Chapitre 7 – Le magicien royal
7 décembre 2023Chapitre 9 – A la recherche de la carte
9 décembre 2023Sa sœur venait de se précipiter dans la cuisine après avoir entendu son cri de stupeur face aux élucubrations de ce prétendu magicien royal.
— Ela tu es sûr que ça va ?
La sorcière secoua la tête, se frotta les yeux en espérant faire disparaitre le spectre qui se tenait devant elle d’un air décidé. Sans succès.
— C’est un cauchemar.
Jalina l’entoura de ses bras.
— Tu parles de papa ? Je suis certaine que tu vas trouver une solution Ela ! Tu arrives toujours à tout arranger.
Le visage si confiant de sa sœur éclata le cœur d’Elara. Non, elle n’avait pas de solution. Pourquoi est ce que sa famille imaginait qu’elle pourrait faire plus que ce qu’elle faisait déjà pour Gilfried ?
— Tu as fini ta potion ? Je vais t’aider à la mettre dans les fioles.
— Avec plaisir, tu sais à quel point je suis douée avec les objets en verre, soupira la jeune femme.
Le magicien s’était tu depuis l’arrivée de sa sœur. Grand bien lui fasse. Mais il restait là, planté comme un piquet à les observer en levant de temps à autre un de ses sourcils. Son insistance mettait Elara mal à l’aise, elle redoubla de concentration pour ne pas se ridiculiser une fois de plus.
Quand tout le liquide fut réparti dans les petites fioles puis rangé avec minutie dans le panier tressé d’Elara, sa sœur la poussa à rejoindre le village en sa compagnie.
— Vas-y en première, je vais juste prendre un bain et me changer, je ne suis pas très présentable.
Elara montra du doigt la boue qui était encore collée sur sa jupe en laine. Jalina la dévisagea de la tête au pied, et après un instant de réflexion déclama.
— Effectivement ! Où es-tu allée traîner ?

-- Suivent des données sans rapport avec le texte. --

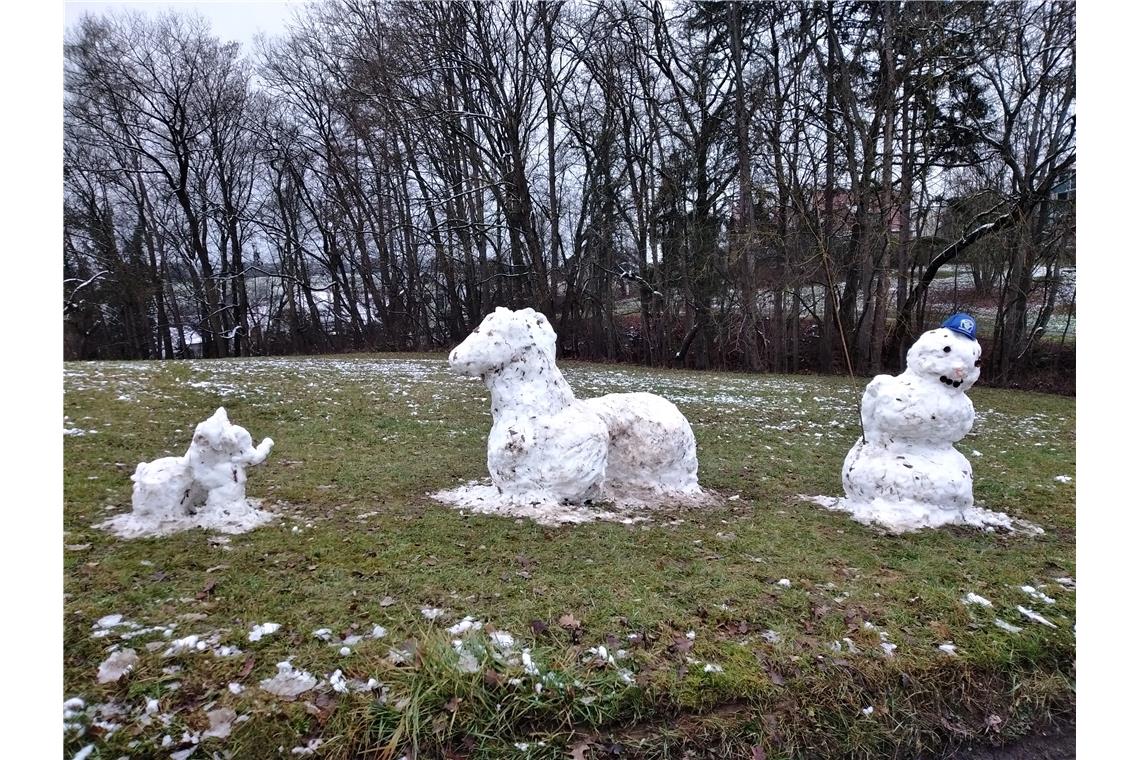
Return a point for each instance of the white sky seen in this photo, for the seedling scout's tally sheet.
(230, 21)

— Je suis passée par les champs pour aller plus vite.
Elara se mordit la langue de son demi-mensonge. Elle détestait cacher la vérité à ses proches.
— Dépêche-toi, j’emmène déjà tes fioles pour en donner une à maman. Elle joue les fortes, mais tu sais comment elle est. Elle est dévastée par ce qui arrive à papa.
Elara approuva d’un hochement de tête. Elle regarda sa sœur s’éloigner. Elle voulait effectivement se changer, mais d’abord elle devait mettre les points sur les i avec l’élément perturbateur qui la gênait depuis ce matin.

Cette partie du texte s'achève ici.